I'm not sure if it helps, but the first thing that helped me was to try to learn how H sees the world, and admit how logic and reasoning can't sway his feelings. It's a disorder of the emotions, where you have adults who can't manage their emotions much better than small children at times, but they have adult abilities to hurt those close to them.
A big thing I learned on here is that you CAN'T expect for the BPD to just go away. You can look at what actions you may take to try to make things better but that in fact make them worse. I used to think that "explaining" things to H would calm him down once he had facts. He does not want facts. He wants to tell me his feelings, because he can't get them out otherwise. He may not actually want to get angry, but he has never learned to "self-soothe" and so the strategies you or I may use to avoid an angry outburst don't make sense to him. And if he feels angry/sad/depressed, he wants me to be angry too to validate his emotions.

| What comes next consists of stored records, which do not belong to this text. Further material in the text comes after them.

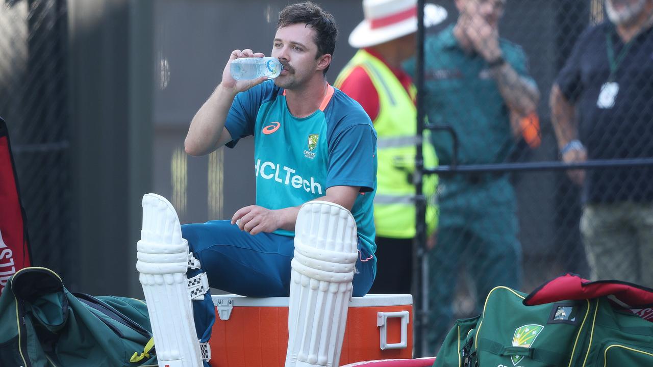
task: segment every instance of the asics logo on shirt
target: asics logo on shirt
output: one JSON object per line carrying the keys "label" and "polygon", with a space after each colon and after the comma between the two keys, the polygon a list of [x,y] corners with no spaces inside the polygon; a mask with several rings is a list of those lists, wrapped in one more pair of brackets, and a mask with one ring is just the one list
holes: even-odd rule
{"label": "asics logo on shirt", "polygon": [[274,180],[279,184],[289,185],[295,189],[303,189],[307,193],[322,194],[322,185],[316,182],[315,178],[311,177],[310,180],[294,174],[295,170],[286,166],[281,167],[269,161],[261,163],[261,159],[256,160],[254,165],[255,176],[261,176],[266,180]]}
{"label": "asics logo on shirt", "polygon": [[267,126],[264,126],[262,130],[263,133],[266,135],[269,135],[272,133],[279,130],[279,127],[281,125],[281,123],[278,121],[271,122],[270,125]]}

#1 - you don't have to feel their feelings to validate that they ahve them, and are allowed to have them. I am co-dependent and soak up other people's emotions like a sponge. So if he was upset, it distressed me because I did not want to be upset, too. So I had to work on ME and my reactions, and give myself permission to NOT get upset unless I needed to, and to allow him to BE upset if he was. Trying to "fix" him being upset usually just made it worse, because the first thing you tend to do is minimize what's wrong (it can't be THAT bad/things will get better/nows not a good time to be angry) which invalidates the pwBPD, and really sets them off.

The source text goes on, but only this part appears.